Danach zog es viele in den Hot Jazz Club selbst, wo mehrere Bands verschiedenste Musikrichtungen präsentierten. Da hörte man Rock-Einflüsse heraus, Experimentelles und Instrumentelles, aber auch elektronische Beats gemischt mit Reggae-, Dubstep- oder HipHop-Elementen. Inzwischen war es dann auch ziemlich voll, und ein Sitzplatz nicht mehr unbedingt eine Selbstverständlichkeit – aber das war ganz im Sinne des Erfinders, denn die Devise hieß: Tanzen.
Zur Geisterstunde auf dem SIMA starteten auf dem Dancefloor im Hot Jazz Club verschiedene DJ-Sets, die die Leute mit elektronisch angehauchten Klängen unter die Glühbirnen lockten, bis der Raum voll war mit Tanzwütigen, Musik- und Kulturliebhabern.
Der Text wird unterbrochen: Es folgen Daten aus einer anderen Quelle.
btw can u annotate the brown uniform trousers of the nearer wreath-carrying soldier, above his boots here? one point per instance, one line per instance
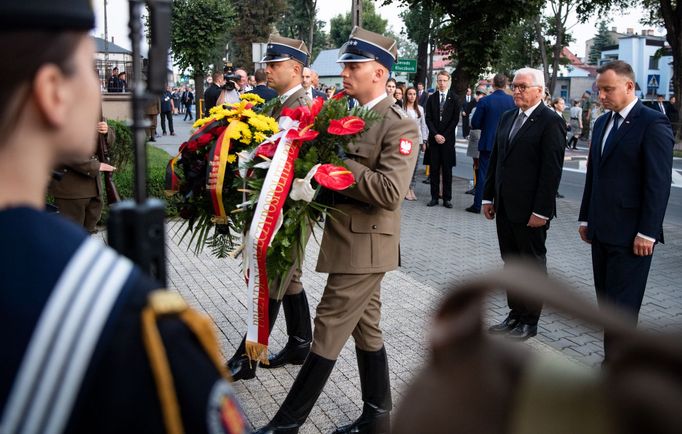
(350, 305)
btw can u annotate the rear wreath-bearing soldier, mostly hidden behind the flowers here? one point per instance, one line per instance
(285, 59)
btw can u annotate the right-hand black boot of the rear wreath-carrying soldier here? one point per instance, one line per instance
(297, 317)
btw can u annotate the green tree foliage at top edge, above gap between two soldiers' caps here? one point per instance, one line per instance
(300, 22)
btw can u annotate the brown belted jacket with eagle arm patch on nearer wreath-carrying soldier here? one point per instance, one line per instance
(363, 236)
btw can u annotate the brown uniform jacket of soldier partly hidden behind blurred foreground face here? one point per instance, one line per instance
(81, 179)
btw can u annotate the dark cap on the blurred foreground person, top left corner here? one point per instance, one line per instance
(46, 15)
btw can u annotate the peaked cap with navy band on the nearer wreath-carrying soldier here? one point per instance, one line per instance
(365, 46)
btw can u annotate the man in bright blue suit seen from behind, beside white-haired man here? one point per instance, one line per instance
(489, 109)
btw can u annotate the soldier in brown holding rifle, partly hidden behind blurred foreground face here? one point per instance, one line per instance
(78, 194)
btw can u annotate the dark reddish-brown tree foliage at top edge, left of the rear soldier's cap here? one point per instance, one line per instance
(254, 21)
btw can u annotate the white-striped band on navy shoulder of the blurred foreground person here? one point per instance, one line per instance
(65, 337)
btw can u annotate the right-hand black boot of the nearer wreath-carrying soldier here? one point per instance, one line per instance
(376, 394)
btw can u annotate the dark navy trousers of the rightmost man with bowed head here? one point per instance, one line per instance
(620, 277)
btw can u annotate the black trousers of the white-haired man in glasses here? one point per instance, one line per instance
(518, 241)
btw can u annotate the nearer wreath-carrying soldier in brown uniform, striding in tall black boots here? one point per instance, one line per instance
(360, 244)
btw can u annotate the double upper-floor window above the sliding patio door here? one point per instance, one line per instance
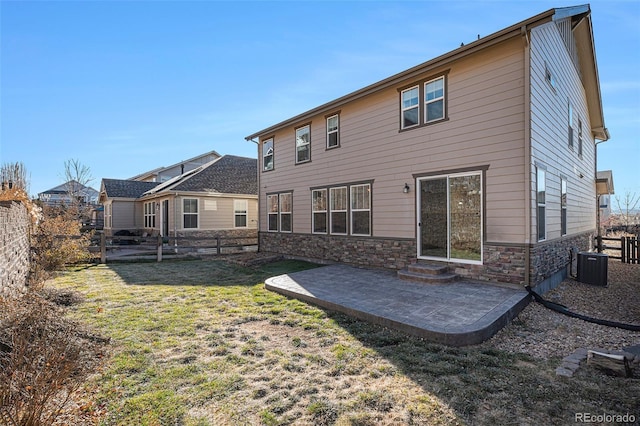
(432, 108)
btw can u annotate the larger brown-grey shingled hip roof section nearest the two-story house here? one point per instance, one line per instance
(228, 175)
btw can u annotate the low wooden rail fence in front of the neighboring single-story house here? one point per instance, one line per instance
(160, 247)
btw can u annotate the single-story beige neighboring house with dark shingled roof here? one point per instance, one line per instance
(217, 198)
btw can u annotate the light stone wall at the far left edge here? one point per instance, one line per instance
(14, 247)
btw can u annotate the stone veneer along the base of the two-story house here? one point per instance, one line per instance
(502, 262)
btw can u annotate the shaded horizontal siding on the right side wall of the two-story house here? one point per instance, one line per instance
(549, 135)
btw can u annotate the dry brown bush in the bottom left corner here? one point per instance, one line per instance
(44, 358)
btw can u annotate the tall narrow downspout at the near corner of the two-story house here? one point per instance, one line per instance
(527, 155)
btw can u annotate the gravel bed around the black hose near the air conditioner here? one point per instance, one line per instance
(543, 333)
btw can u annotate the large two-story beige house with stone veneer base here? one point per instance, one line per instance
(482, 159)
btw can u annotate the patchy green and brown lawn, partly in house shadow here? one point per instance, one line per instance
(203, 343)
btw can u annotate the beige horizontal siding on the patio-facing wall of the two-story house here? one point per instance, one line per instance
(485, 128)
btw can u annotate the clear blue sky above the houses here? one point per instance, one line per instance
(125, 87)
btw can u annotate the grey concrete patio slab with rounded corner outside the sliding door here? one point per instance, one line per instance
(457, 314)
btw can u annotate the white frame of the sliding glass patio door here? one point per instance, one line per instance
(419, 178)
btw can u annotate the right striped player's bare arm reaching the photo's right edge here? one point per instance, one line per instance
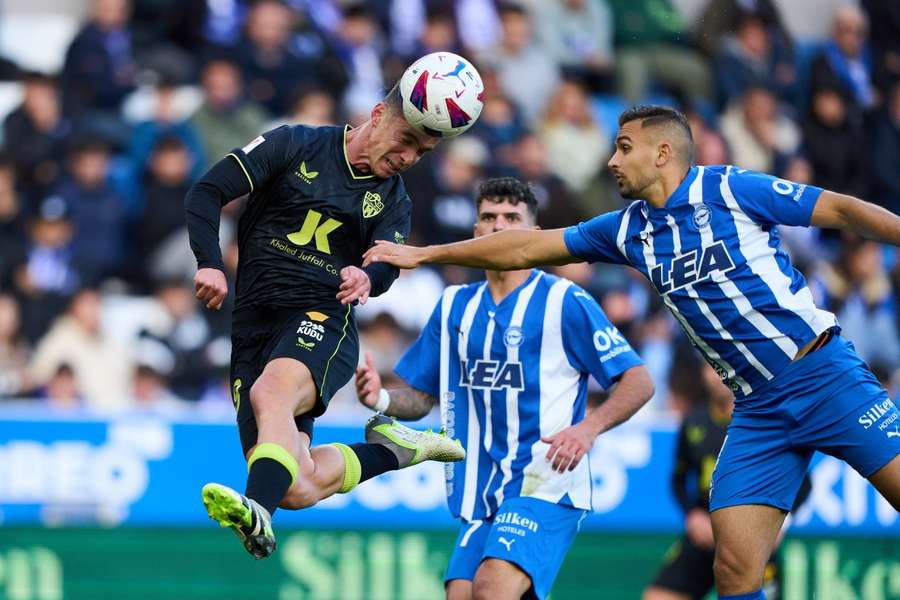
(840, 211)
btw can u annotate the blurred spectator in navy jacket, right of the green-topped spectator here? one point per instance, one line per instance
(752, 55)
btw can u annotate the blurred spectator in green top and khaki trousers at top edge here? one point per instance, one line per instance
(651, 48)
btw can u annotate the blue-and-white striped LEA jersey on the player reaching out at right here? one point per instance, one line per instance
(713, 254)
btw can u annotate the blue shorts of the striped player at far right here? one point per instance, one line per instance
(827, 401)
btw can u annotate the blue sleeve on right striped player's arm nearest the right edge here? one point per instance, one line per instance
(771, 201)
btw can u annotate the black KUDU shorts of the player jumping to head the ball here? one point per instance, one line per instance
(324, 339)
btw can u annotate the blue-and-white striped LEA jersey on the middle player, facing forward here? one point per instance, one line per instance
(508, 374)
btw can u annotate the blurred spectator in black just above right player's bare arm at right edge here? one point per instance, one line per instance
(834, 142)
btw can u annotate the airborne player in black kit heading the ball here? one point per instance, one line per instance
(318, 198)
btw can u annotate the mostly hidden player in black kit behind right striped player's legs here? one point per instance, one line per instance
(687, 570)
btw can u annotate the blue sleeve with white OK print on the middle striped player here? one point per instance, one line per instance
(592, 343)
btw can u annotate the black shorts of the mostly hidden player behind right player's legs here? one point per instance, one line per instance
(688, 569)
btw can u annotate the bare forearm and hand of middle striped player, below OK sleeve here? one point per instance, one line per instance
(569, 446)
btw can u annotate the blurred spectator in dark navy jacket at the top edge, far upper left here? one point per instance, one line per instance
(99, 70)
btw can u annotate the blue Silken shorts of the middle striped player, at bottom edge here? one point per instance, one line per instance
(533, 534)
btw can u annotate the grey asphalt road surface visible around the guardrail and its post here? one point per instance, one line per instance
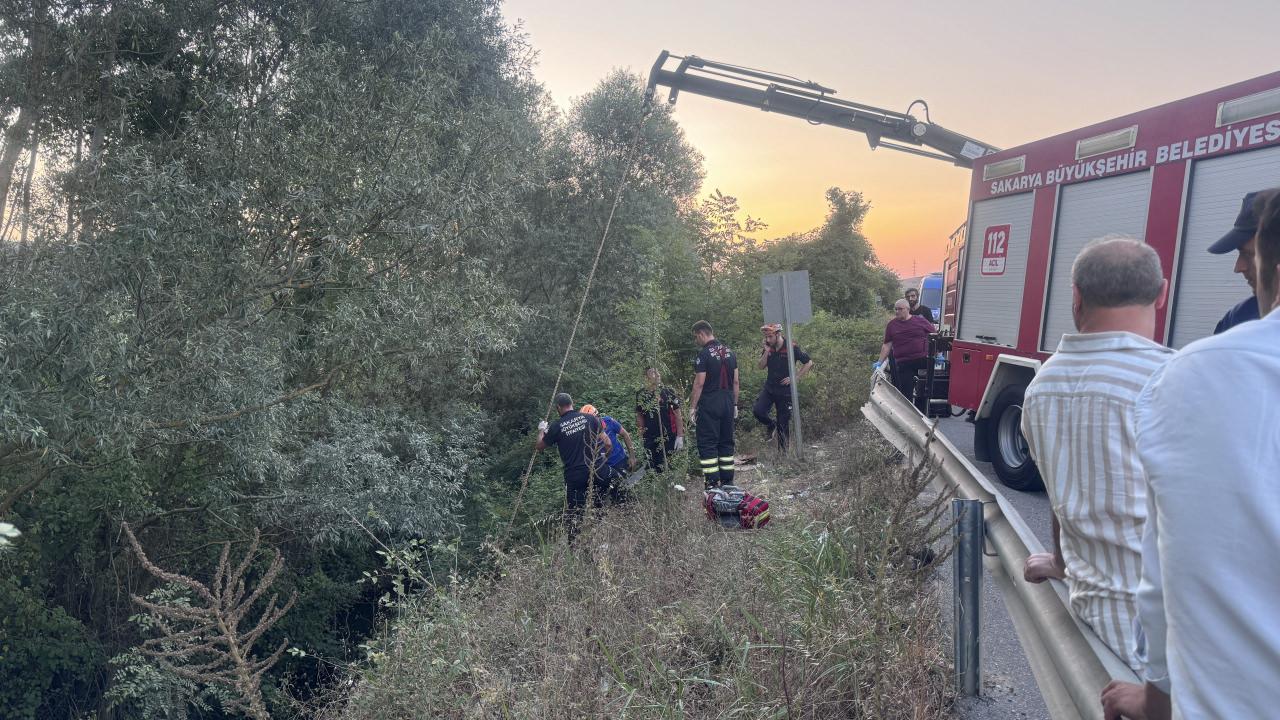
(1008, 687)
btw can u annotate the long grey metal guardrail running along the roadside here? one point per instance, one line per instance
(1071, 664)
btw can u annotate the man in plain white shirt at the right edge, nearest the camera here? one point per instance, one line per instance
(1209, 438)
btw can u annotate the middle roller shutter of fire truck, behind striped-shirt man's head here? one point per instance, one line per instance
(1087, 211)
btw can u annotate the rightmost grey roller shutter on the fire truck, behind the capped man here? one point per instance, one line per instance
(1206, 288)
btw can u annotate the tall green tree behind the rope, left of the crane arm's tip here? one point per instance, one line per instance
(589, 152)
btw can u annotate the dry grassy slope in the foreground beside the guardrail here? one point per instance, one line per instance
(659, 613)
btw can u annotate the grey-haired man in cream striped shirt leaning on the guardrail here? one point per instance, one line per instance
(1078, 418)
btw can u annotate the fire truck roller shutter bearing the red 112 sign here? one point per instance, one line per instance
(991, 304)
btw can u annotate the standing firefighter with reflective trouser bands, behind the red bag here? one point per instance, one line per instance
(715, 405)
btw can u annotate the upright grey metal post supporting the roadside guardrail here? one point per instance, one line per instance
(967, 599)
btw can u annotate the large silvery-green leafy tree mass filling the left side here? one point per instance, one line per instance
(260, 285)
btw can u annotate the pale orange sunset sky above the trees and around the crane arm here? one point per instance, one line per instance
(1005, 74)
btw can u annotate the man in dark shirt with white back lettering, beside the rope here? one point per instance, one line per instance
(583, 445)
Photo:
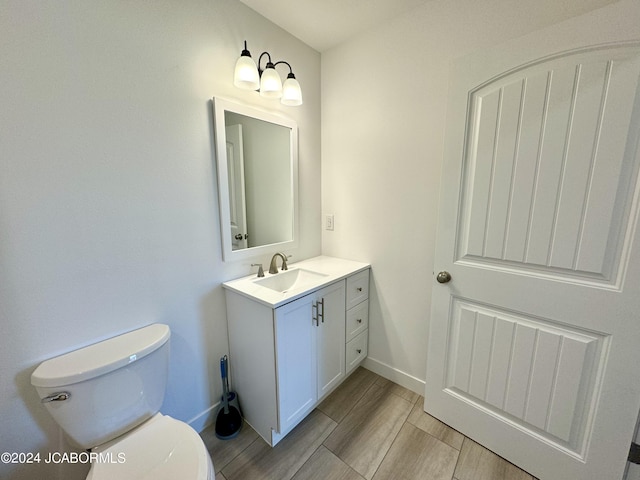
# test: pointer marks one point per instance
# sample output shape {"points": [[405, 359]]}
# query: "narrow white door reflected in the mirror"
{"points": [[237, 198]]}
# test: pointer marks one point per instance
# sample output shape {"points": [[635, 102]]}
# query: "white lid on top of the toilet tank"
{"points": [[100, 358]]}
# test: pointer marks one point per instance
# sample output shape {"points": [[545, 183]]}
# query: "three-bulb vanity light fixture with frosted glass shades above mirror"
{"points": [[248, 76]]}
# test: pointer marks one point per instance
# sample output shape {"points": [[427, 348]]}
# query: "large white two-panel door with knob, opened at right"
{"points": [[534, 344]]}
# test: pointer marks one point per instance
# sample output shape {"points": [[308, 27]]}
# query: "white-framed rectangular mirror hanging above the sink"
{"points": [[257, 164]]}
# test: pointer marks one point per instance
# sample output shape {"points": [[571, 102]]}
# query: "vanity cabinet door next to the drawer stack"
{"points": [[330, 337]]}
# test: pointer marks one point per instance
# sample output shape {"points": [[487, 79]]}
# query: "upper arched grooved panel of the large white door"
{"points": [[546, 179]]}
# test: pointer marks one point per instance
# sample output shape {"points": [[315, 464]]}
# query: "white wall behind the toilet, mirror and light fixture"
{"points": [[108, 197]]}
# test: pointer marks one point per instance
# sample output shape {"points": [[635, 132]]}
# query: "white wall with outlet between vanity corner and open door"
{"points": [[384, 99]]}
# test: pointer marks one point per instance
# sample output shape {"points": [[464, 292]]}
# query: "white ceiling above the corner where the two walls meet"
{"points": [[323, 24]]}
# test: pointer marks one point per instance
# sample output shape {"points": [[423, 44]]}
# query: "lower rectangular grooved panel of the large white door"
{"points": [[530, 372]]}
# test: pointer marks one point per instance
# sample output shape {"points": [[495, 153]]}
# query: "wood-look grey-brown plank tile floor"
{"points": [[368, 428]]}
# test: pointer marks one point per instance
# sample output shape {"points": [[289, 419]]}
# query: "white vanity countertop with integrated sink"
{"points": [[312, 274]]}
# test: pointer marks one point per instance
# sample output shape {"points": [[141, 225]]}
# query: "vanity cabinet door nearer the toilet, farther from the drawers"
{"points": [[296, 361]]}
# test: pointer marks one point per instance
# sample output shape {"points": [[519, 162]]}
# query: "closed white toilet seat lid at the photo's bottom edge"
{"points": [[161, 448]]}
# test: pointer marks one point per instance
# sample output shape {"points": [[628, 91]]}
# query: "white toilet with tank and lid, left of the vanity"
{"points": [[107, 398]]}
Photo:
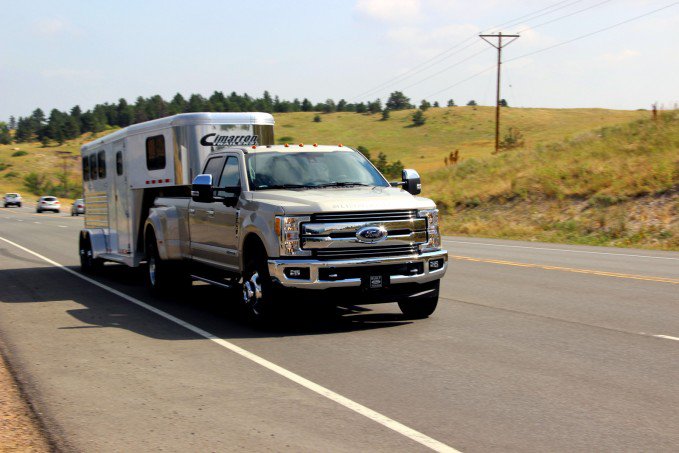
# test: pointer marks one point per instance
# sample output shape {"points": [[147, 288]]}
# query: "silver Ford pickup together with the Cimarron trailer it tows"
{"points": [[207, 197]]}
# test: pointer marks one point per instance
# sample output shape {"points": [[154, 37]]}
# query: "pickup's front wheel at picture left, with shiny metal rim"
{"points": [[258, 292]]}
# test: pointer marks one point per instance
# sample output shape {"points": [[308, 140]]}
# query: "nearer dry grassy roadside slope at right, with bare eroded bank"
{"points": [[611, 186]]}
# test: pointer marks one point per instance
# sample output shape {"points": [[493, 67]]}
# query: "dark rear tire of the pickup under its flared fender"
{"points": [[162, 276]]}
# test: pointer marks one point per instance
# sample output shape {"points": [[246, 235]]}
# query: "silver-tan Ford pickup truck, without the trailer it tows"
{"points": [[299, 221]]}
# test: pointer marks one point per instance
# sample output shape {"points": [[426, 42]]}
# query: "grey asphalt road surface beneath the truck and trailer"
{"points": [[534, 347]]}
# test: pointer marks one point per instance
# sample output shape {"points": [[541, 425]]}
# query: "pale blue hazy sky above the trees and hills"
{"points": [[59, 54]]}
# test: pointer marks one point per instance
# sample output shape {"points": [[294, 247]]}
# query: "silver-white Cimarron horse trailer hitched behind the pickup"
{"points": [[125, 171]]}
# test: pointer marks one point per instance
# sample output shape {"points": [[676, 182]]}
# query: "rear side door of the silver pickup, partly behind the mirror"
{"points": [[204, 245]]}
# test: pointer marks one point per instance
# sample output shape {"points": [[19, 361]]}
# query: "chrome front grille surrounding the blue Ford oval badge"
{"points": [[334, 235]]}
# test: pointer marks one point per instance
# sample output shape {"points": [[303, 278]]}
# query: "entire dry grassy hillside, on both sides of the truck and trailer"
{"points": [[583, 175]]}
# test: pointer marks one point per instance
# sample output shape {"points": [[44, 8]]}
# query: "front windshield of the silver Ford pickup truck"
{"points": [[311, 169]]}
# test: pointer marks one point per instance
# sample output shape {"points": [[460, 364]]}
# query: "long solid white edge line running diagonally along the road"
{"points": [[336, 397]]}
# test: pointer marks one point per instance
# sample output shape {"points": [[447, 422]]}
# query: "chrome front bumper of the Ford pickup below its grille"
{"points": [[352, 272]]}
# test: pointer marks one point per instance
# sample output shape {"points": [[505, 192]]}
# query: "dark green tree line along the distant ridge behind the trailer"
{"points": [[61, 126]]}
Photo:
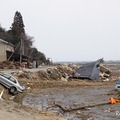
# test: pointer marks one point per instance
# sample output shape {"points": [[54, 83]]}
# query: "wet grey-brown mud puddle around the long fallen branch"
{"points": [[74, 97]]}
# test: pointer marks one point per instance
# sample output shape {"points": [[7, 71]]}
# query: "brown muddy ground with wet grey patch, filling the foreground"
{"points": [[44, 100]]}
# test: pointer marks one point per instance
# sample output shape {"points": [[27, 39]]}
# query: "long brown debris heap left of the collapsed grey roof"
{"points": [[60, 72]]}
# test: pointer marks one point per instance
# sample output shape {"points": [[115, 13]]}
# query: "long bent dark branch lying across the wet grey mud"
{"points": [[79, 108]]}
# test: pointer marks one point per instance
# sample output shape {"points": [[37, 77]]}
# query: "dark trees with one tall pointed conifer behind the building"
{"points": [[16, 35]]}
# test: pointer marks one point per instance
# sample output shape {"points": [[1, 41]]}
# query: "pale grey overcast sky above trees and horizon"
{"points": [[69, 30]]}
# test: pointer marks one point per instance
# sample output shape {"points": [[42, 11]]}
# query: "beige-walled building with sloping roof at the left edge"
{"points": [[4, 48]]}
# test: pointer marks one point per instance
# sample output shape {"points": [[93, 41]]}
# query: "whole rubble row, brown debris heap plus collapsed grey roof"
{"points": [[94, 71]]}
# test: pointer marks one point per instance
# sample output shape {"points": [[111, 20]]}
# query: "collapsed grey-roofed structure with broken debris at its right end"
{"points": [[92, 71]]}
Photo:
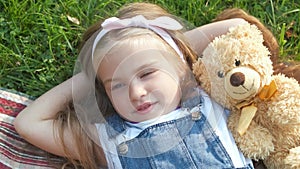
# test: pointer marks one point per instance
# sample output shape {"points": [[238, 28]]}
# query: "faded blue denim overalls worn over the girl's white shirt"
{"points": [[189, 142]]}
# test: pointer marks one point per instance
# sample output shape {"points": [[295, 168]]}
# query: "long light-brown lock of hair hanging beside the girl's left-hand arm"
{"points": [[90, 154]]}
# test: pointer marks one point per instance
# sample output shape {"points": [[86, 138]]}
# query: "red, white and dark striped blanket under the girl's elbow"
{"points": [[15, 152]]}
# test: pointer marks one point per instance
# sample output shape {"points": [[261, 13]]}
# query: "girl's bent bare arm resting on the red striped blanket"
{"points": [[36, 122]]}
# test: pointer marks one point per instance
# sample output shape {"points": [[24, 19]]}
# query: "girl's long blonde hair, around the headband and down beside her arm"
{"points": [[90, 154]]}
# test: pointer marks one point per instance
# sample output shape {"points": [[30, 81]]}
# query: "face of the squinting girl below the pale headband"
{"points": [[140, 82]]}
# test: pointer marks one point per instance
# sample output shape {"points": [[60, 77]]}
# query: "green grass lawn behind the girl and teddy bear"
{"points": [[38, 44]]}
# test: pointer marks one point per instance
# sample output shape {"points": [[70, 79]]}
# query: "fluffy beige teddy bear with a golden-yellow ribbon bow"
{"points": [[236, 71]]}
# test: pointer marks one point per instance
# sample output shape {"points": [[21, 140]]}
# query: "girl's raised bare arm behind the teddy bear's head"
{"points": [[200, 37]]}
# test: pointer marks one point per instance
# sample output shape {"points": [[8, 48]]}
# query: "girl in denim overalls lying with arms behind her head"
{"points": [[136, 100]]}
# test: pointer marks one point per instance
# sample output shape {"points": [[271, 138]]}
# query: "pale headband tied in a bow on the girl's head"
{"points": [[157, 25]]}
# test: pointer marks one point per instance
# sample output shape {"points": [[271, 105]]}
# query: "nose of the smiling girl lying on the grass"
{"points": [[137, 90]]}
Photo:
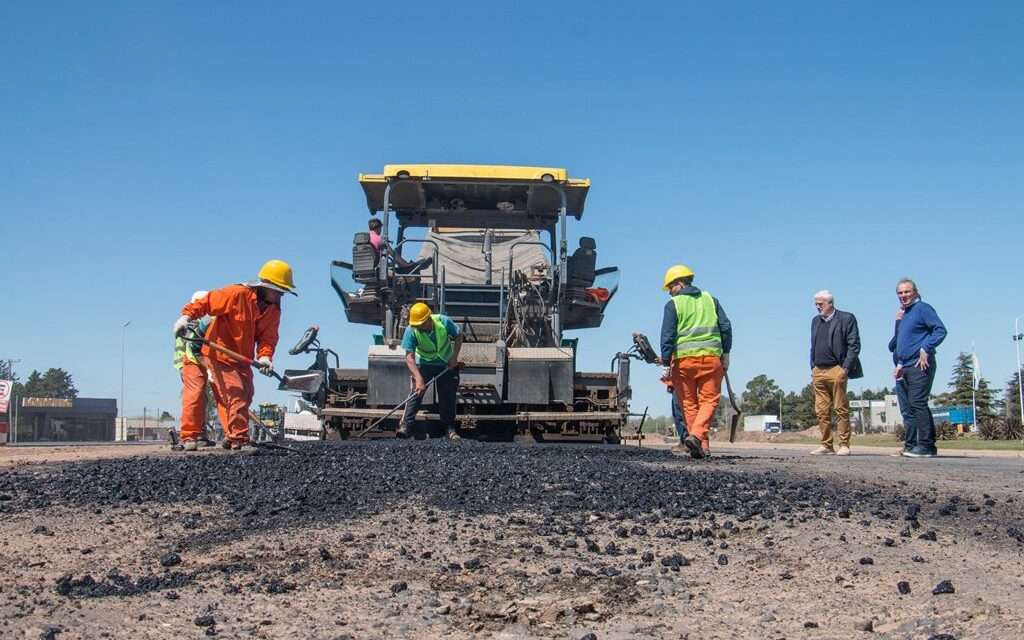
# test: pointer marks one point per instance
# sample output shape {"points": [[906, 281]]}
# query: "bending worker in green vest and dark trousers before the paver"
{"points": [[433, 344]]}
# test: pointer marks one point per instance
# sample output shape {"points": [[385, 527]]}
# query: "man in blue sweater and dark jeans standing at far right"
{"points": [[919, 331]]}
Vom Winter war jetzt nichts mehr übrig: Der ein oder andere, der sich auf Frieren eingestellt hatte, beeilte sich jetzt, jedes überflüssige Kleidungsstück beiseite zu legen.
Ein Vorschlag für´s nächste Mal: Das Ganze eine Jahreszeit früher stattfinden lassen. Dann wäre es das OISIN / о́сень, ein Festival im Herbst am Hafen in Münster. Für alle Kulturbegeisterten, die sich in gemischtem und entspanntem Publikum wohl fühlen und ein breit aufgestelltes Festival genießen wollen – das SIMA findet auch am Samstag noch statt.